Et ce n’est pas une promesse en l’air ! Ou plutôt si : terriblement en l’air !
La marionnette de Gnafron, tu sais, ce personnage de l’ivrogne lyonnais à la trogne rubiconde.
Rosette, je lui fais pas franchir le Rubicon, c’est le rubicond qui la franchit !
Pas de détails. C’est trop intime pour être raconté ! Faut parfois faire preuve de discrétion, de tact. Sache simplement que notre étreinte est très belle, très ardente, farouche, même ! Du travail (si je puis employer ce mot, cependant noble, pour qualifier un acte plus noble encore) de grande, de très grande classe. On s’aime, quoi !
C’est pas une « séance » d’amour, c’est l’amour. Sans calcul, sans plan ourdi ; l’amour impétueux qui s’improvise à chaque seconde. On se caresse, s’embrasse, se mêle, se pénètre, se goûte, se convainc, se découvre, se donne, s’active, s’affole, se démantèle, s’épuise, se reprend, s’idôlatre.
Pauvre sommier qui, bien que ne datant pas du roi Louis XIII, a supporté bien des assauts, au point de se déformer en son centre, formant ainsi une cavité qui nous rassemble sans que nous eussions à le décider ; douce fosse d’amour.
Ensuite, nous nous engloutissons dans cet « après » merveilleux, encore plus suave que l’amour.
Des bruits extérieurs nous guérissent du sommeil. Moteurs d’autos, aboiements de chiens, chants de coqs.
Je téléphone pour le breakfast. Un thé-citron et deux yaourts pour Rosette. Un café noir avec un croissant pour ma pomme.
Une servante campagnarde nous apporte le plateau. Elle semble d’une paisibilité infinie, d’où je conclus que mon visiteur de la noye doit encore gésir dans les géraniums.
Rosette boit une gorgée de thé brûlant avant de prendre mon braque en bouche, ce qui est une délicieuse attention de fille soucieuse de ton confort.
Comme il faut s’y attendre, à peine notre tout petit déjeuner expédié, on remet le couvert en toute sauvagerie.
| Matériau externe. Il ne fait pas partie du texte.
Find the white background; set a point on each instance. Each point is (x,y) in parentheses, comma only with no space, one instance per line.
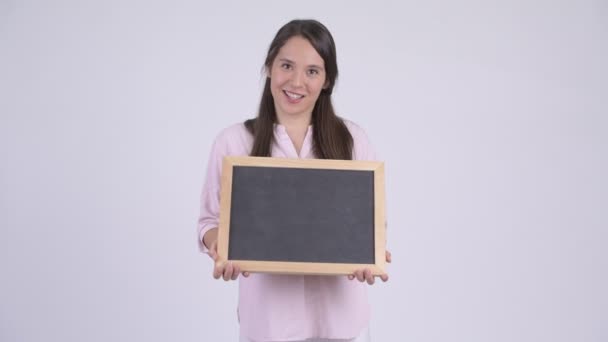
(492,118)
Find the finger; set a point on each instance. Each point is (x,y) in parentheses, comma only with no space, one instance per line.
(228,271)
(236,272)
(213,251)
(369,277)
(218,269)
Baise de nuit et baise de jour sont très différentes. La première baigne dans la fantasmagorie des ténèbres, la seconde a la puissance de la réalité bien lisible.
Je sais qu’à un moment donné, propulsés par notre fougue, nous descendons du lit sans déjanter pour continuer cette fantasia sur le beau plancher marqueté. On pâme de concert, comme toujours dans les amours réussies, et on reste à haleter, l’un sur l’autre, nos corps soudés par la plus précieuse des sueurs.
Ayant recollé ma moustache, chaussé mes lunettes et coiffé ma gâpette, j’emmène Rosette en promenade dans le parc. Enlacés, nous en parcourons les allées, à petits pas vieillassous de gens ayant vidé leurs glandes et mis à mal leur énergie.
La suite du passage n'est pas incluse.